The Ninja brand systems are the masters of shadow. Not especially strong or reliable, Ninja works with different concepts. A Ninja library is almost invisible, making it extremely hard to hit. On the other side it is usually a master in intrusion as well. A deadly combination. The procedures are also designed to further enhance this effect. If one prefers fast operations instead of long wars Ninja is definitely a must buy.


Turtle, just worse. In its long tradition every piece of commodity that came out of that corporation was more bulky then its predecessor. That doesn't mean its necessarily bad, but most hackers still prefer to avoid it. A pretty steep price structure also helps to build that aversion.
All in all MegaHard stuff tends to be easily hit, but it is well known for its ability to take that hits.

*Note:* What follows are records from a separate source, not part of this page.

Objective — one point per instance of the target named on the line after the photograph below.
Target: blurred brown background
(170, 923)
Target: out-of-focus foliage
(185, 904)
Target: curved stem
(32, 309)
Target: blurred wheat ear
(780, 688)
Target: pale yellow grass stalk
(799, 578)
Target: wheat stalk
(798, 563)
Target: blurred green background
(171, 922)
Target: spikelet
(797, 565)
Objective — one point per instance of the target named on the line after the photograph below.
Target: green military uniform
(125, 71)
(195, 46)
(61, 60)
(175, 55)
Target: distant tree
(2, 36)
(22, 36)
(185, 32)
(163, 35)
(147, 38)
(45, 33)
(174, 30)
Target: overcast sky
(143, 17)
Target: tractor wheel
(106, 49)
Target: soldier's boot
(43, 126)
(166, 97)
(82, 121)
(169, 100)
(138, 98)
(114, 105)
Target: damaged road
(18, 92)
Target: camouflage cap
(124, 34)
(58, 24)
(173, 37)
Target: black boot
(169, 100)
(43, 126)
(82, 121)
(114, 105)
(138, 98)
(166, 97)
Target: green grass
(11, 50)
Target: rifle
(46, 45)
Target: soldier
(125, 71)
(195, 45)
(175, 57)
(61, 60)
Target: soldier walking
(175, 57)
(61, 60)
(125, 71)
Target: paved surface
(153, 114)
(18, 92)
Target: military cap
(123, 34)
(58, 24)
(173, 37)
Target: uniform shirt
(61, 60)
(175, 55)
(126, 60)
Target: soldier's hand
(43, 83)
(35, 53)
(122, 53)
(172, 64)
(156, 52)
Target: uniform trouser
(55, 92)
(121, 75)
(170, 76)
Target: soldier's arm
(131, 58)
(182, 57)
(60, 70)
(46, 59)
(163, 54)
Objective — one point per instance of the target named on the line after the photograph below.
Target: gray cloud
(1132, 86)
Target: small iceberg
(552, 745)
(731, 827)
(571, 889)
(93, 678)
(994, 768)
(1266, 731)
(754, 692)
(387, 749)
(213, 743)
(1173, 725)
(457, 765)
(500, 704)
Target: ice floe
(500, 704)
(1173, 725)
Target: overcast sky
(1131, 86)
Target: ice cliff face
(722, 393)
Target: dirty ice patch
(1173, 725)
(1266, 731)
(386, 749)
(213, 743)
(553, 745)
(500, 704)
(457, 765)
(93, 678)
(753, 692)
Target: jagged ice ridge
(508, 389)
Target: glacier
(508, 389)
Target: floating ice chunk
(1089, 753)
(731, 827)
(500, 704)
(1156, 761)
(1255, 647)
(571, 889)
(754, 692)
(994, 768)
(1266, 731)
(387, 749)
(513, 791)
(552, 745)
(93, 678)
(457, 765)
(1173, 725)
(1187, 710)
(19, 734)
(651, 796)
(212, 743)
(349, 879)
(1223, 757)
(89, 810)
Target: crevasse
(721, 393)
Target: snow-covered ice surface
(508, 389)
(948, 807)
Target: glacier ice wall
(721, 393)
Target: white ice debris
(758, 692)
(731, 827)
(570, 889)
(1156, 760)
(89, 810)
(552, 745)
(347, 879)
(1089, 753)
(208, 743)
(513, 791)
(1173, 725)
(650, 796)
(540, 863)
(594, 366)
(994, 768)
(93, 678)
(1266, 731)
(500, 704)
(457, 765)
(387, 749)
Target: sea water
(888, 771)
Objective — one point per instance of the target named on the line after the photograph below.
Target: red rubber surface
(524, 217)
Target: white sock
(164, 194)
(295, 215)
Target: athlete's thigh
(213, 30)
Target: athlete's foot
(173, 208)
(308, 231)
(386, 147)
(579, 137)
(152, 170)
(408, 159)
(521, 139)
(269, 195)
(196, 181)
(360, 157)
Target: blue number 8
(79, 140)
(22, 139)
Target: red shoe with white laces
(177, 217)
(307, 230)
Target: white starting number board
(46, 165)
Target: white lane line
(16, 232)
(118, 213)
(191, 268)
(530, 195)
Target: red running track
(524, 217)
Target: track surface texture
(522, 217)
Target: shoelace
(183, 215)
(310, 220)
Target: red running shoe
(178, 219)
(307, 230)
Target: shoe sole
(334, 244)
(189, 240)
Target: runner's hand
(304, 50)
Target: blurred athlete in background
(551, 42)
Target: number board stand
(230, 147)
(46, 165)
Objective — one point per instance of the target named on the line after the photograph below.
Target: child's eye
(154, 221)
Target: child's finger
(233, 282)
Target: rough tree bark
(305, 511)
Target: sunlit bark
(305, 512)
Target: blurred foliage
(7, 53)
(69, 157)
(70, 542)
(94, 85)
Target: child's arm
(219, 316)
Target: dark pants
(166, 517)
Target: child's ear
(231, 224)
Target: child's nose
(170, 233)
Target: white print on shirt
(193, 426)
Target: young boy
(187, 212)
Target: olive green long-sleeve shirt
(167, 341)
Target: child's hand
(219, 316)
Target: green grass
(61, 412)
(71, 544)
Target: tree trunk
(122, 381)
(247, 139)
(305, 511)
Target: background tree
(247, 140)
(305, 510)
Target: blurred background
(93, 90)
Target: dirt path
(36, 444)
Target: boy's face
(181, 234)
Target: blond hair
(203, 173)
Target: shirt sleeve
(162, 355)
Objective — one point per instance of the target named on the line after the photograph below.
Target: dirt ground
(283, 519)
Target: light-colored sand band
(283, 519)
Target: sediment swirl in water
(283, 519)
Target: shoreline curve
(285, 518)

To name CUR53S a system is a very far stretch. What hackers call CUR53S is more like an unmaintened heap of alpha grade software. There are some real marbles in here, but most stuff is weired. CUR53S stuff also tends to need a fair ammound of processor power just to keep the mess together. If having in depth knowledge of the target system CUR53S based libraries are often the most efficient ones however. Also CUR53S based procedures are well known for their mass targetting properties.


BullsEye is pretty similar to CUR53S, it is a bit more refined however. In fact the schools share about 70% of their code. Unfortunately the remaining 30% are rather different, preventing the knownledge transfer from one to the other. Where CUR53S sets on strength BullsEye builds on tricks. On the procedure side BullsEye has the nickname sharpshooter. While weaker then CUR53S the procedures are far superior regarding targetting. Some even menage to hit the same enemy 4 times in a row!


It is hard to say anything about this system. It isn't actually just one system. Most classified systems work quite differently from each other. As such they are as versatile as the standard one if not more. Just that they are rather - chaotic. Classified Systems are formed by a bulk of hacks put together. And that is what you get. Classified procedures are probably the strongest ones available, only second to Military stuff. But you can never be sure what you get. A classified procedure might always have some unknown sideeffects. It migth even harm its user. It is strongly recomended to stay away from this stuff.


No information is available on Military Systems. Obviously they are the best of the best - just too expensive. Military software works exceptionally well against Turtle and Ninja systems, but also most other systems got big problems. Astoundingly the Standard software, as well as then stuff from MegaHard, have rather few problems with Military gear.

Again the world is not so simple that one either knows or knows nothing about a certain system. Instead, how much a hacker knows about a specific one is approximated with four levels of knowledge:


Well, that is obviously something to avoid. If you don't know anything then you are out of the community...

Basic Knowledge

The first level of training, basic knowledge provides all the details one needs to use most procedures from this system. It does not yet refine that use or teach details, which means much power gets unnecessarily burned to achieve the desired results.

Advanced Training

In-depth study and extensive training provide the additional rafinesse that makes the art easier to handle and much more reliable. This is the level most hackers aim at. With the exception of some very rare and complicated procedures, advanced training opens the whole arsenal of stuff the school has to offer.


Not many people reach mastery. This is mainly because mastery requires extensive dedication and much experience. When the hardships pay off, however, hacking becomes easier, almost natural. In addition, the long training turned it almost into second nature to the hacker, whom has a much easier time handling the more intricate aspects of the art and can run even the most esoteric procedures.